Descent came out really early in 1995. It was still all Doom back then...our feet was firmly on the ground :-)
There were of course space sims but even there you had no real feeling that you have 6 degrees of freedom because you were basically surrounded by nothing....space.
Descent 1 devs came along said....hmm, let's build a simulator but you get to play WITHIN the confines of closed spaces. Let's make maps that utilize this 6 degree of freedom and since now we were not in space the player could really appreciate that sometimes the floor is the ceiling. You entered a vertical shaft and suddenly the walls were the floor etc.
The game had such an impact (and was still financially not so successful) that to this day there are still people around trying to bring the essence of the original back. Forsaken, Miner Wars, Descent 3, Sublevel Zero (roguelite) and a huge project called Desecrators on Steam now.
Meanwhile people from the original Parallax Crew are working on Ships That Fight Underground (STFU!).
As for changes...you need a solid first person view. Third person reveals too much and takes away from the mind-bending aspect of the experience.
You need levels that thrive on the 6 degrees. I think I have seen smaller projects where you piloted a spaceship and you flew from room to room but the you always had the floor beneath you and the ceiling above you. The player just could have just walked. No good.
Weapons: yes you are inside mines (great choice by the original Devs) but you are still flying a modified spaceship.
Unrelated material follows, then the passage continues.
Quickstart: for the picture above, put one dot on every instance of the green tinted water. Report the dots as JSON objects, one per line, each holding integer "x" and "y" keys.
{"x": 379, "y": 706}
Descent was fairly straightforward with its lasers but later Descent-likes introduced rockets that upon explosion created a gravity field, pulling nearby enemies there, or missiles with cameras so you could guide it to your target just around the corner. Drones with cameras, drones who would help you find keys or even more.
The color palette: many Descent clones play extremely well (Forsaken, Overload) but - and I know this is a technical issue - everything looks the same. Descent 1 used a very wide range of colors, you had no problem identifying what you were fighting. Compare System Shock 1 original to the remake. I'm either watching a neon show at times or I'm stuck because everything is the same color or shade of color...can't tell if I'm facing a wall, a door, or something else.
Well, sorry for the long post but I hope I was helpful. Strictly my two cents as somebody who grew up during the 90s.
PS: I really like Project THF and that you grasped one the greatest strength of the game...the non-linear level design. Been a while since I played it, hope you won't abandon the game.